Recently discovered 210-kDa myosin light chain kinase (MLCK-210) is identical to 108-130 kDa MLCK, the principal regulator of the myosin II molecular motor, except for the presence of a unique amino terminal extension. Our in vitro experiments and transfected cell studies demonstrate that the N-terminal half of MLCK-210 unique tail domain has novel microfilament and microtubule binding activity. Consistent with this activity, the MLCK-210 domain codistributes with microfilaments and microtubules in cultured cells and with soluble tubulin in nocodazole-treated cells. This domain is capable of aggregating tubulin dimers in vitro, causing bundling and branching of microtubules induced by taxol. The N-terminal actin-binding region of MLCK-210 has lower affinity to actin (K(d) = 7.4 microM) than its central D(F/V)RXXL repeat-based actin-binding site and does not protect stress fibers from disassembly triggered by MLCK inhibition in transfected cells. Obtained results suggest that while being resident on microfilaments, MLCK-210 may interact with other cytoskeletal components through its N-terminal domain. Based on available evidence, we propose a model in which MLCK-210 could organize cell motility by simultaneous control of cytoskeleton architecture and actomyosin activation through the novel protein scaffold function of the unique tail domain and the classical MLCK catalytic function of the kinase domain.

Smooth muscle myosin filament assembly under control of a kinase-related protein (KRP) and caldesmon.

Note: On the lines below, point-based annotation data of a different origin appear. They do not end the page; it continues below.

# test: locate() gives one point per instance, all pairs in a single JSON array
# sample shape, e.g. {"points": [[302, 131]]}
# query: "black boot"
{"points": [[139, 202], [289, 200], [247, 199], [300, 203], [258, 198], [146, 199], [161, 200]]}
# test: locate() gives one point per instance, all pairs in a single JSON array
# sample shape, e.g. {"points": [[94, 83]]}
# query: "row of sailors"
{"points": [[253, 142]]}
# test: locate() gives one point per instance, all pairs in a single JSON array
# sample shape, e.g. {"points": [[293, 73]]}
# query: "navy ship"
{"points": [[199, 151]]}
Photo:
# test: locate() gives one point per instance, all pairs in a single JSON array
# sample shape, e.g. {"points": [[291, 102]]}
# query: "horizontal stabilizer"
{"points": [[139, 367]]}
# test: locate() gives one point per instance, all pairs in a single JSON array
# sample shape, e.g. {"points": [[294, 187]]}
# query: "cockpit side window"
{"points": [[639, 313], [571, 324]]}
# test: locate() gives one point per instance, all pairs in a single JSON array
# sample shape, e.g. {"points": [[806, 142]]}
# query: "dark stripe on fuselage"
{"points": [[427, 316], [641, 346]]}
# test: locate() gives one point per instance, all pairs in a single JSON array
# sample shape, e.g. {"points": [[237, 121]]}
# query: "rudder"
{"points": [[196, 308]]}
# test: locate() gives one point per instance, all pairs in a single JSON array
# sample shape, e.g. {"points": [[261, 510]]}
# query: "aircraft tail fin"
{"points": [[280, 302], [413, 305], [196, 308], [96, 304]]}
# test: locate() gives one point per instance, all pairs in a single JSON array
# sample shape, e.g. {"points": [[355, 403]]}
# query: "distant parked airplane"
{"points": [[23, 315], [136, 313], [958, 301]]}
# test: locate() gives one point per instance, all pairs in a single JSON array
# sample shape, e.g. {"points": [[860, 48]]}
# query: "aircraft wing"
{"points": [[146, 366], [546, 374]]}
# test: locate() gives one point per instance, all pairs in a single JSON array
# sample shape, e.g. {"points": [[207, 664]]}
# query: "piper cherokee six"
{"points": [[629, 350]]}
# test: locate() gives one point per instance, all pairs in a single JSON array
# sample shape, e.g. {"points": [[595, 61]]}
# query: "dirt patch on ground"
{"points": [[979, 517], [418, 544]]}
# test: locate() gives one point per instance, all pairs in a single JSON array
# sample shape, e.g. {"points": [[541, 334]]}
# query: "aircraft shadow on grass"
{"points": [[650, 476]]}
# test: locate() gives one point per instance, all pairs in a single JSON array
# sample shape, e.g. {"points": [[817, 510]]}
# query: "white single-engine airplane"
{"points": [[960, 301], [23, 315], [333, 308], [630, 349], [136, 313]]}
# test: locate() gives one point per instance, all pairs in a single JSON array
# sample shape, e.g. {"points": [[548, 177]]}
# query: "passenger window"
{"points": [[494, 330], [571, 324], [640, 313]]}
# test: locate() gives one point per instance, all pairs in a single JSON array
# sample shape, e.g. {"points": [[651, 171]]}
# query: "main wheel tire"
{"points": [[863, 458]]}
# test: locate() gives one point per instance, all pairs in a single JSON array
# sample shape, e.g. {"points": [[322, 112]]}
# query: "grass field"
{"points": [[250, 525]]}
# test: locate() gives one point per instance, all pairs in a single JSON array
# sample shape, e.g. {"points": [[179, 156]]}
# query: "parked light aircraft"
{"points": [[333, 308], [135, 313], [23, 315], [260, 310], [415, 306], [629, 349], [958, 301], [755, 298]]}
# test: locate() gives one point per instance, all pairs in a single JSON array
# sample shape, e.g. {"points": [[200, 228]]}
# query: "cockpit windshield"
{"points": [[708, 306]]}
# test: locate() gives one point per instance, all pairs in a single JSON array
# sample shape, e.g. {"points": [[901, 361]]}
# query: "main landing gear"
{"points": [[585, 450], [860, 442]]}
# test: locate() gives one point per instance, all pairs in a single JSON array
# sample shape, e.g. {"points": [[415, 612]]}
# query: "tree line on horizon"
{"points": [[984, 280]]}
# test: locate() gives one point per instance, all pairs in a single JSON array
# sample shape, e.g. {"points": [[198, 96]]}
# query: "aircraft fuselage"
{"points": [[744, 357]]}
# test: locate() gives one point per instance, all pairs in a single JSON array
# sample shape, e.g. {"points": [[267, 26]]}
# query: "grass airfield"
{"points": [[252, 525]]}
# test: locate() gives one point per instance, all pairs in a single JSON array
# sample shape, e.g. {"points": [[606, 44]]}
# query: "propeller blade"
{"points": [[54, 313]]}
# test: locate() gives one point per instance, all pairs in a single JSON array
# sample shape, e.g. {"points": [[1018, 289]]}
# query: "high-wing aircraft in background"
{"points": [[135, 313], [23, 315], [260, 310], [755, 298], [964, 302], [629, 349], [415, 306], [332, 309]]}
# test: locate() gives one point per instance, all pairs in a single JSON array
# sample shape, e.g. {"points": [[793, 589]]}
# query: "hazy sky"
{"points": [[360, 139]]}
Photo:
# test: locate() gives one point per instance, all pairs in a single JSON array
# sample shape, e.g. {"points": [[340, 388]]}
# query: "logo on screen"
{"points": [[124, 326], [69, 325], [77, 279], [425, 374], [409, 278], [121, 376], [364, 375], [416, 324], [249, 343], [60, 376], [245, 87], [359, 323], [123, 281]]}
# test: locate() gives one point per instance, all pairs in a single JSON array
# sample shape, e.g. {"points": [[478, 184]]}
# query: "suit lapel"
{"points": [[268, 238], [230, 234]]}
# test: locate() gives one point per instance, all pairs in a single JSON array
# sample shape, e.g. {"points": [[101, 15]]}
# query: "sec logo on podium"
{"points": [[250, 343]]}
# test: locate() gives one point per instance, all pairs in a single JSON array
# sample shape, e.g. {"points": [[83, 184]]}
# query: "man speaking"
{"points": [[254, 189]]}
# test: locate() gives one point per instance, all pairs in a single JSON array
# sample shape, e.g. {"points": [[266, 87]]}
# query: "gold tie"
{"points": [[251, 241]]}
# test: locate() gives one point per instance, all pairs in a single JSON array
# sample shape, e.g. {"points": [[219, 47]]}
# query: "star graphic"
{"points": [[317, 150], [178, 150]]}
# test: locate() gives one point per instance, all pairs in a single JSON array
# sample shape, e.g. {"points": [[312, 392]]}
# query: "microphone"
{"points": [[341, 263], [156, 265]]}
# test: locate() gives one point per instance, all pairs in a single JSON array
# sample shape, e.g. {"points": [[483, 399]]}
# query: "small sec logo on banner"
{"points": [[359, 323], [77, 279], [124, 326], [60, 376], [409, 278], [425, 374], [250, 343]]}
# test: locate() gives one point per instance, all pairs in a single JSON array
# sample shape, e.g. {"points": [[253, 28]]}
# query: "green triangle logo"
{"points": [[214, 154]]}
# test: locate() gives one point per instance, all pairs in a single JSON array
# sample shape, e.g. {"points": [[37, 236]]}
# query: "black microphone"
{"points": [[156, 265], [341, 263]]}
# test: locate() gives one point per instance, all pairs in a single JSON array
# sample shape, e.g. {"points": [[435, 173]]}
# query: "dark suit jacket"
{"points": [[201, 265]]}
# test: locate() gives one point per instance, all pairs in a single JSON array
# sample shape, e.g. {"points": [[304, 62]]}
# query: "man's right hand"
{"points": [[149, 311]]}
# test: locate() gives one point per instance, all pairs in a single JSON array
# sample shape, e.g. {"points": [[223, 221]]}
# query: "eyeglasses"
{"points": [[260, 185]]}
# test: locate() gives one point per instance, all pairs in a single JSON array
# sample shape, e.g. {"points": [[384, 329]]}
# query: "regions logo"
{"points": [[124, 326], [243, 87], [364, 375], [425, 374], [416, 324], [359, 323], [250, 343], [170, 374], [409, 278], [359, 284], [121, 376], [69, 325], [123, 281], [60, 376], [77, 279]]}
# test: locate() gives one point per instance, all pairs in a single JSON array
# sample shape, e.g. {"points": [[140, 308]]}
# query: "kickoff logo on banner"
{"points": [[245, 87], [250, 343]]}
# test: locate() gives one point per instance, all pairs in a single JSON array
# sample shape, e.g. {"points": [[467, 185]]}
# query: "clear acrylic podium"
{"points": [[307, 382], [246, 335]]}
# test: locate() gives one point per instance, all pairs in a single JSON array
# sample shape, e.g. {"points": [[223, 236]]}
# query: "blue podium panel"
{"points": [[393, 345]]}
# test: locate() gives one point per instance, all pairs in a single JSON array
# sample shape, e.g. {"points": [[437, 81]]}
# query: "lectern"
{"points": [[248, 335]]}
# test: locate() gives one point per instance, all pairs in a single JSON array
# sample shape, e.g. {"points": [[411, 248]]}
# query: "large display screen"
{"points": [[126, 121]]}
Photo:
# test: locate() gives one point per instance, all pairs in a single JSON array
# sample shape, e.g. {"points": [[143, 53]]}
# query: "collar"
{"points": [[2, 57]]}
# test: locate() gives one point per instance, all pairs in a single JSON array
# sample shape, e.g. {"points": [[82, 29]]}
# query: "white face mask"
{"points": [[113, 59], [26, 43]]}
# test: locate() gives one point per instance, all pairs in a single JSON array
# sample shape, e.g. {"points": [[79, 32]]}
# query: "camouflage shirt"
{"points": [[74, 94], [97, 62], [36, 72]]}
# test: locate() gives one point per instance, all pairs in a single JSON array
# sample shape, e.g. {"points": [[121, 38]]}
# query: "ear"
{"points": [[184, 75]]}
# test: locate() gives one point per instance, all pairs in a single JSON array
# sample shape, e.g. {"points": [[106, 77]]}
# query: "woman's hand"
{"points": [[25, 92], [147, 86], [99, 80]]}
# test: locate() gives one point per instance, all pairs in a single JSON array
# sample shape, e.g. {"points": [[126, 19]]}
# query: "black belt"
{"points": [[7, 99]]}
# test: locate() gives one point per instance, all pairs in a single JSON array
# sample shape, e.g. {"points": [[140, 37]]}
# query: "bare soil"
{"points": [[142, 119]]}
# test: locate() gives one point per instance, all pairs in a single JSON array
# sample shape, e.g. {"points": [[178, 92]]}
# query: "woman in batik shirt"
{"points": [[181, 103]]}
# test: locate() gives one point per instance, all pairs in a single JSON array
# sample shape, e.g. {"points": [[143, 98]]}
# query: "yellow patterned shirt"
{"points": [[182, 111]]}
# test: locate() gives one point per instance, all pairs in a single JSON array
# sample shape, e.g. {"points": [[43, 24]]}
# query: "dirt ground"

Kinase-related protein (KRP) and caldesmon are abundant myosin-binding proteins of smooth muscle. KRP induces the assembly of unphosphorylated smooth muscle myosin filaments in the presence of ATP by promoting the unfolded state of myosin. Based upon electron microscopy data, it was suggested that caldesmon also possessed a KRP-like activity (Katayama et al., 1995, J Biol Chem 270: 3919-3925). However, the nature of its activity remains obscure since caldesmon does not affect the equilibrium between the folded and unfolded state of myosin. Therefore, to gain some insight into this problem we compared the effects of KRP and caldesmon, separately, and together on myosin filaments using turbidity measurements, protein sedimentation and electron microscopy. Turbidity assays demonstrated that KRP reduced myosin filament aggregation, while caldesmon had no effect. Additionally, neither caldesmon nor its N-terminal myosin binding domain (N152) induced myosin polymerization at subthreshold Mg2+ concentrations in the presence of ATP, whereas the filament promoting action of KRP was enhanced by Mg2+. Moreover, the amino-terminal myosin binding fragment of caldesmon, like the whole protein, antagonizes Mg(2+)-induced myosin filament formation. In electron microscopy experiments, caldesmon shortened myosin filaments in the presence of Mg2+ and KRP, but N152 failed to change their appearance from control. Therefore, the primary distinction between caldesmon and KRP appears to be that caldesmon interacts with myosin to limit filament extension, while KRP induces filament propagation into defined polymers. Transfection of tagged-KRP into fibroblasts and overlay of fibroblast cytoskeletons with Cy3KRP demonstrated that KRP colocalizes with myosin structures in vivo. We propose a new model that through their independent binding to myosin and differential effects on myosin dynamics, caldesmon and KRP can, in concert, control the length and polymerization state of myosin filaments.